District Court Grants the University’s Motion

On August 4, 2022, Judge Brann granted the University’s motion for a protective order. In doing so, the court acknowledged that the OSMPR’s investigation went “well-beyond” the alleged interactions between Humphries and Barber, noting that the investigative materials sought by Humphries included “statements that were made by students, about other students [which] brings them within the ambit of [FERPA], notwithstanding Humphries’ attempt, through bare assertions, to transform the University’s [OSMPR] into a law enforcement agency, which would render them unprotected by the Act.” In its order, the court rejected Humphries’ “public interest” argument, noting that the pending litigation “now involves just two private litigants” and observing “the public arguably has a lesser interest in a partially publicly funded University than it does in its city government or police department.” The Court was unpersuaded by Humphries’ objections to the scope of the University’s proposed order and, instead, adopted the University’s proposed order in full.
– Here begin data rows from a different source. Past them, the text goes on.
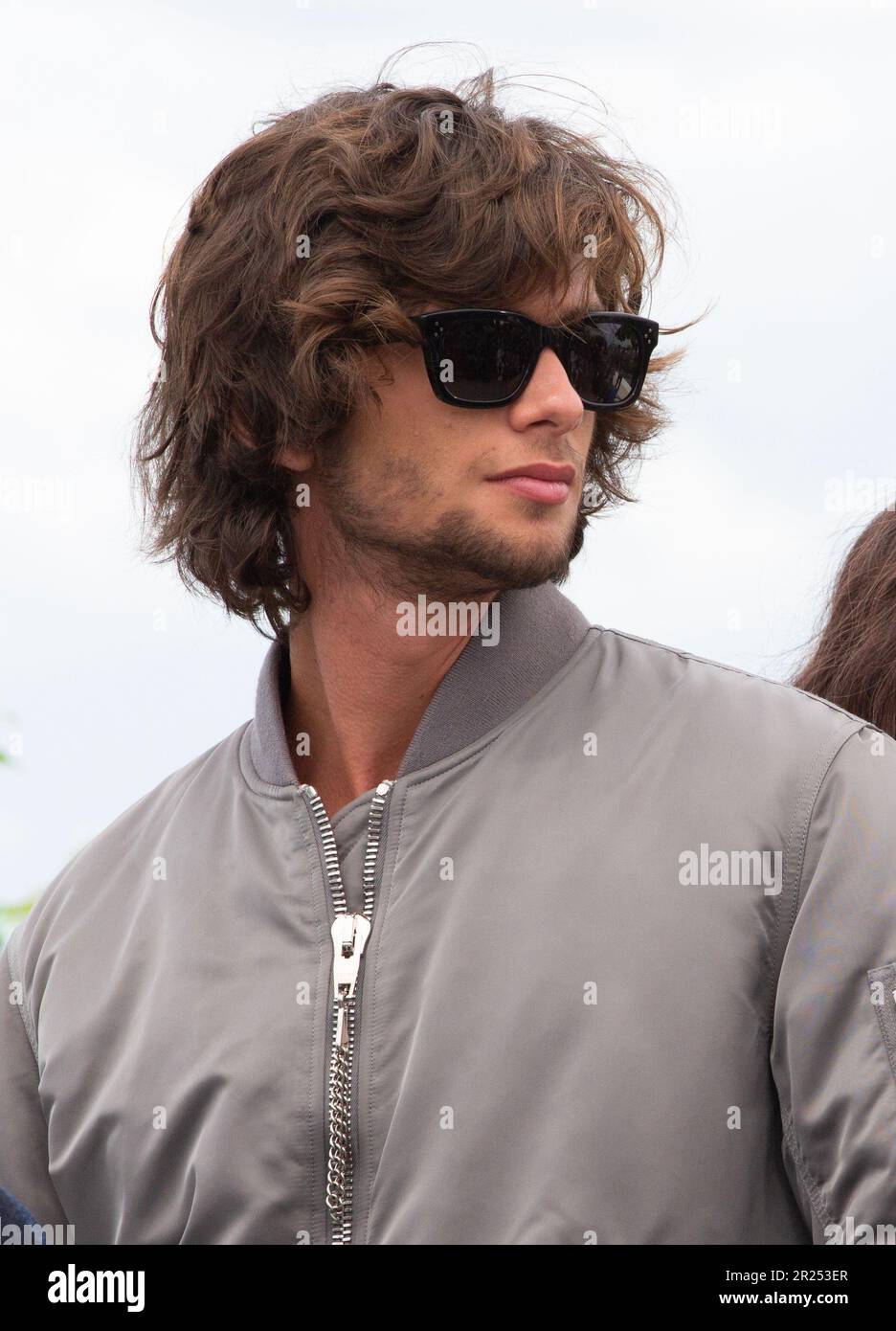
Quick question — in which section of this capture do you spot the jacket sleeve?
[0,924,67,1225]
[771,727,896,1243]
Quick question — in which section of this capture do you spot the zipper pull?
[330,911,370,1048]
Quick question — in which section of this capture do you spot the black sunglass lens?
[437,314,532,406]
[567,320,643,406]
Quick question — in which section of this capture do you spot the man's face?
[299,275,594,597]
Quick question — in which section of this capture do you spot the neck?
[285,569,497,816]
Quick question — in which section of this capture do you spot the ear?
[280,443,314,471]
[231,402,314,471]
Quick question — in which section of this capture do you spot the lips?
[488,462,575,503]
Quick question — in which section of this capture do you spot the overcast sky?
[0,0,896,901]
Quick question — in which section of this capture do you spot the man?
[0,62,896,1245]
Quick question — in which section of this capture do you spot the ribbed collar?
[249,583,590,786]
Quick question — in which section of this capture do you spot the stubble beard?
[314,464,587,600]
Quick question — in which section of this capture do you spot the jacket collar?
[249,583,590,786]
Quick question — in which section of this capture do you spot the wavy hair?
[794,508,896,736]
[132,46,696,636]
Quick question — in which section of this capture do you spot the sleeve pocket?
[868,961,896,1078]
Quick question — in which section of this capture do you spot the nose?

The claims brought by Humphries (who left Penn State to play for the University of California, and now plays for the University of Louisiana at Monroe) against Barber (who transferred to Austin Peay State University and is now finishing his college football career at Marshall University) remain pending. Discovery in the matter is set to close by February 7, 2023, with a final pretrial conference scheduled for September 26, 2023.

Client Tip

Institutions should continue to be mindful of maintaining the confidentiality of Title IX investigative materials and reports. They should also be cognizant of the potential for such materials being disclosed in subsequent litigation and be prepared to take necessary steps to protect the privacy interests of non-party students, most significantly, protections afforded under FERPA.